6) Think critically about how you measure success

As you implement a regular research cadence, pair the findings with measurement goals to determine the success of your efforts. You can use analytics, event tracking, heat mapping, and usability testing to continually measure engagement with HCPs, implement research-based solutions, and improve over time.

Make sure you’re establishing goals that are tied to the information or content type you’re measuring and the job-to-be-done. This will help you measure for true engagement and not just empty KPIs.

For example, if an HCP is looking for dosing information, and they navigate to the manufacturer site, find what they need, and quickly leave, this interaction can be considered a “win.” Don’t make the mistake of assuming that metrics like longer time on site mean “better” engagement if your goal is to give HCPs quick and efficient access to the content they need.

You can identify various tactics and solutions to measure all levels of engagement.
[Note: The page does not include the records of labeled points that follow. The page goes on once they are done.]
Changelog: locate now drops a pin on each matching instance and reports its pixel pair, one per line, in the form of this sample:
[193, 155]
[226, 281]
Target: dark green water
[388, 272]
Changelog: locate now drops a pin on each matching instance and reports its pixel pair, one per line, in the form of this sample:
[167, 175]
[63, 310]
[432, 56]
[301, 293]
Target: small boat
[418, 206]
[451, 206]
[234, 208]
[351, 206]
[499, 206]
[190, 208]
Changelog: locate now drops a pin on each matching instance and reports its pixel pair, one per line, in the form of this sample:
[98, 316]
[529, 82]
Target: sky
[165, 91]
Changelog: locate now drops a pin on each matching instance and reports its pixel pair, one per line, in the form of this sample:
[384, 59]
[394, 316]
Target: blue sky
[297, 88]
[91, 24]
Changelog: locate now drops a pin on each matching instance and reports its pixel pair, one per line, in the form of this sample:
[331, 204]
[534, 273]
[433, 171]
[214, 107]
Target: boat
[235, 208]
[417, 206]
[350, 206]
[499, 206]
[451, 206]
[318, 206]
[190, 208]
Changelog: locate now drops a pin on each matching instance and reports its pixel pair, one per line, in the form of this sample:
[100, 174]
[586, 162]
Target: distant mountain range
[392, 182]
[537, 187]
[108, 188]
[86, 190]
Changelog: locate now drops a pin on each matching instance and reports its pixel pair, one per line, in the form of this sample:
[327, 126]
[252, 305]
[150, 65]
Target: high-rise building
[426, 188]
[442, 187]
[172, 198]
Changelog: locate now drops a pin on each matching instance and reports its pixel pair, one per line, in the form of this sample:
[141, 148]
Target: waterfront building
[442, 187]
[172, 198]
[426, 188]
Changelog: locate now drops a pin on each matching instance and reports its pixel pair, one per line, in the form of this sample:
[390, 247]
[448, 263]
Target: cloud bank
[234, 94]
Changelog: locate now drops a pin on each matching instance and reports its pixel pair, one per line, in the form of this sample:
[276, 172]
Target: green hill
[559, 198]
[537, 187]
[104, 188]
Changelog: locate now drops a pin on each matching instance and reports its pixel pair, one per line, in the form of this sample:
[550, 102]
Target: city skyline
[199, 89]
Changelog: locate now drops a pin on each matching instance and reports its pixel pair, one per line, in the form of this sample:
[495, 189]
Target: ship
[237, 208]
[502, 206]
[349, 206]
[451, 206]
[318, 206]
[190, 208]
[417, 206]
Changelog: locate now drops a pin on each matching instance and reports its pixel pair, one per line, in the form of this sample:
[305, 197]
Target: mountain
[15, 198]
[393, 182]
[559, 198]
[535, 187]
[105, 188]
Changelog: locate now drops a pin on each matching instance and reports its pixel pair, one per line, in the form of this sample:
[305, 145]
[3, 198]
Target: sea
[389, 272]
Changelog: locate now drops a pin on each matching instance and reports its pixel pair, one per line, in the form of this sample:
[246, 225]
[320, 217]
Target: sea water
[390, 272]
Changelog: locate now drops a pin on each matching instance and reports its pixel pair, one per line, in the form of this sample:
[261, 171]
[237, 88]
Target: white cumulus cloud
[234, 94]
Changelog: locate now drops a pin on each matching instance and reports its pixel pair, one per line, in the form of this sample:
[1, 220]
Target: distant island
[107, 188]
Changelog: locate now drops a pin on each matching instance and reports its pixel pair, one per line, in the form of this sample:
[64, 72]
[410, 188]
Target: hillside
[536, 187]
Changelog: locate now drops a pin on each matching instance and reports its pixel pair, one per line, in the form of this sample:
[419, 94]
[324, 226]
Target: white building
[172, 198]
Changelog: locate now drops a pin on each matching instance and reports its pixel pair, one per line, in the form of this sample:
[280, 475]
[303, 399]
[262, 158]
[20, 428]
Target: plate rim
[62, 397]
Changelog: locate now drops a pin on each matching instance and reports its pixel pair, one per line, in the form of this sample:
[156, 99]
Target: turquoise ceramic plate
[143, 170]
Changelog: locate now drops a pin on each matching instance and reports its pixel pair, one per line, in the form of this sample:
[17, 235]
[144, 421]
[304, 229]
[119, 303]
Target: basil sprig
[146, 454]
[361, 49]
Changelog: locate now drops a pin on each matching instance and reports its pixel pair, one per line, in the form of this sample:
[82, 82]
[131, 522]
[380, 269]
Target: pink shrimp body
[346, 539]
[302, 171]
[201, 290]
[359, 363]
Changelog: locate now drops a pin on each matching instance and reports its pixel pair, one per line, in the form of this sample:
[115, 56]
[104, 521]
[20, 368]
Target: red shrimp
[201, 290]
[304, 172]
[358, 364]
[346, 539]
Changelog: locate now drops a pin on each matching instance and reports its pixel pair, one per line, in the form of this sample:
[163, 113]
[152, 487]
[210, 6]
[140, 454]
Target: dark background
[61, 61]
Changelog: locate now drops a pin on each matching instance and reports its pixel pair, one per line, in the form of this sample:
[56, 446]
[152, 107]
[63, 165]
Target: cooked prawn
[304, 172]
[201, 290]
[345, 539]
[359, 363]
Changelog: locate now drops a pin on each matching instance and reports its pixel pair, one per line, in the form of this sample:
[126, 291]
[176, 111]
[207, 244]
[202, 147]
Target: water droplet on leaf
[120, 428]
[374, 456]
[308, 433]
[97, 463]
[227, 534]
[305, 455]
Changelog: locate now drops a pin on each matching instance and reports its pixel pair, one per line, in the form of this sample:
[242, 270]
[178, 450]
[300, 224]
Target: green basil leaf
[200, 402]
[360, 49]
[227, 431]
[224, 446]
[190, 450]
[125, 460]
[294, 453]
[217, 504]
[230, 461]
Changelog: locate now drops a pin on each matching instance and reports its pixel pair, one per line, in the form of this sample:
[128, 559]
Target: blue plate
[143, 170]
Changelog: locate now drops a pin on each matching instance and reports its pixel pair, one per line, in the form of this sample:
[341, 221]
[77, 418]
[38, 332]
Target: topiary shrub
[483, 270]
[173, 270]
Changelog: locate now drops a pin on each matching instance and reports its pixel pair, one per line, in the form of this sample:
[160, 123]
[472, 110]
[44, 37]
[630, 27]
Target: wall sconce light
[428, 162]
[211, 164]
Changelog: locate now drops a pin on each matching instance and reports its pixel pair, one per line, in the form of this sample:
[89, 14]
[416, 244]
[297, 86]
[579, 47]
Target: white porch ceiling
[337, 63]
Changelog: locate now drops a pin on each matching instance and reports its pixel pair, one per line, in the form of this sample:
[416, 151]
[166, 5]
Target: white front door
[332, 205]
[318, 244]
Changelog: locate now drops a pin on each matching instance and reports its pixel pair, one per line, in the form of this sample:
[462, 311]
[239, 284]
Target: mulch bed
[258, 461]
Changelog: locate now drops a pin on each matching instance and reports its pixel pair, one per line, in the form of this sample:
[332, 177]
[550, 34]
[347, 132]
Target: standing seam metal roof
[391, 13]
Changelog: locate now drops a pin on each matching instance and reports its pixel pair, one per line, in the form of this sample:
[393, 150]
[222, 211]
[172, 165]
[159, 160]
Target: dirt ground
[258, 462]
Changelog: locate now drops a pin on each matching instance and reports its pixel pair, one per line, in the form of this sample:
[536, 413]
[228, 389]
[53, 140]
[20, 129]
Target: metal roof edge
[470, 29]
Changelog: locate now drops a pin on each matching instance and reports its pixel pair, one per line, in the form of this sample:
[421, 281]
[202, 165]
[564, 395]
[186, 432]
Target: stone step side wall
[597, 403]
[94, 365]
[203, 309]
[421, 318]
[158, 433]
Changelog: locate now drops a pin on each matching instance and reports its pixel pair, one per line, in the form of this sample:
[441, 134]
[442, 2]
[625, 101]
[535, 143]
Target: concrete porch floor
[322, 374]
If HCPs access your content with buttons or download links, focus on measuring those events. For long-form content, measure scroll depth on that page. In general, avoid measurement for measurement’s sake—and don’t focus on surface-level KPIs that don’t tell the full story.

Engage with HCPs when and where they need pharmaceutical information

Like many people, HCPs have access to more digital tools, information, and resources than ever before—and they’re in need of timely, easy-to-find digital information that can help them work better with their patients. Pharmaceutical brands like you have an opportunity to improve your reputation among HCPs, increase trust, and provide the most relevant content to your audience—positioning you as a leader in your field. You can get there by listening to the voice of the people you serve and making your digital experience a business priority.